Patrimoni mafiosi ancora nel mirino in Sicilia Occidentale. La sezione Misure di Prevenzione del Tribunale di Trapani ha infatti dato applicazione ad una disposizione della Direzione Investigativa Antimafia, sequestrando beni per oltre 450 milioni di euro nei confronti del 75enne Calcedonio Di Giovanni.

Secondo gli inquirenti, l’imprenditore palermitano sarebbe in affari con le famiglie mafiose di Mazara del Vallo e avrebbe accumulato un ingente patrimonio grazie ai suoi legami con i clan. Tra i beni sequestrati, un centinaio di villette del noto villaggio vacanze “Kartibubbo”, a Campobello di Mazara, rilevato da Di Giovanni “con un notevole investimento posto in essere in un momento in cui era del tutto sfornito di redditi leciti”, come si legge nel provvedimento emesso dalla Misure di Prevenzione del Tribunale trapanese. A Kartibubbo, secondo le indagini, sarebbe emerso il collegamento tra lo stesso Di Giovanni (descritto come “un imprenditore spregiudicato”) e Vito Roberto Palazzolo, punto di riferimento del riciclaggio internazionale, attualmente detenuto in regime di 41 bis. Per gli inquirenti “gli stretti legami con i vertici di Cosa Nostra ed il collegamento con noti esponenti dediti al riciclaggio internazionale, hanno permesso all’imprenditore di realizzare il suo ingente patrimonio immobiliare”.

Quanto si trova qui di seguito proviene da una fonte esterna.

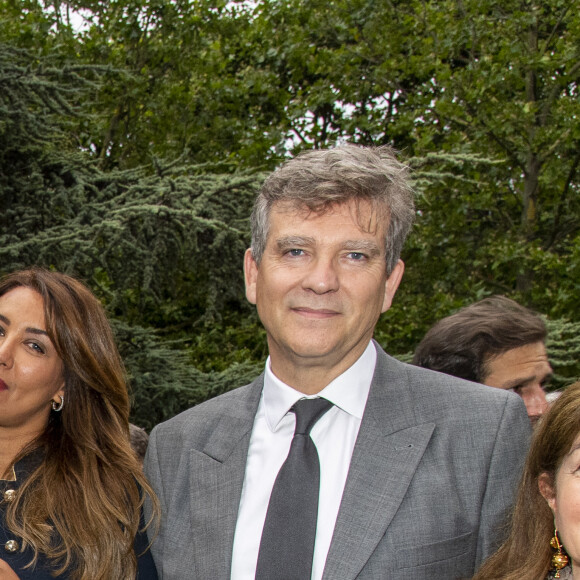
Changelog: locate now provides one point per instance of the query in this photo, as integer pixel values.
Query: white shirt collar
(349, 391)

Secondo gli investigatori: “L’esistenza di collegamenti fra mafia, massoneria e affari trasuda da tutti gli atti di questo procedimento nella parte in cui viene in ballo il ruolo degli istituti di credito preposti al controllo dell’avanzamento dei lavori finanziati. Vennero erogate immense quantità di denaro in assenza totale di controlli e qualche volta con la chiara dimostrazione agli atti dell’assenza dei presupposti per continuare a finanziare l’opera”.

Originario di Monreale, Di Giovanni ha intrattenuto affari anche con Filippo Guttadauro, cognato di Matteo Messina Denaro, e sarebbe stato in contatto con Pino Mandalari, il commercialista di Totò Riina.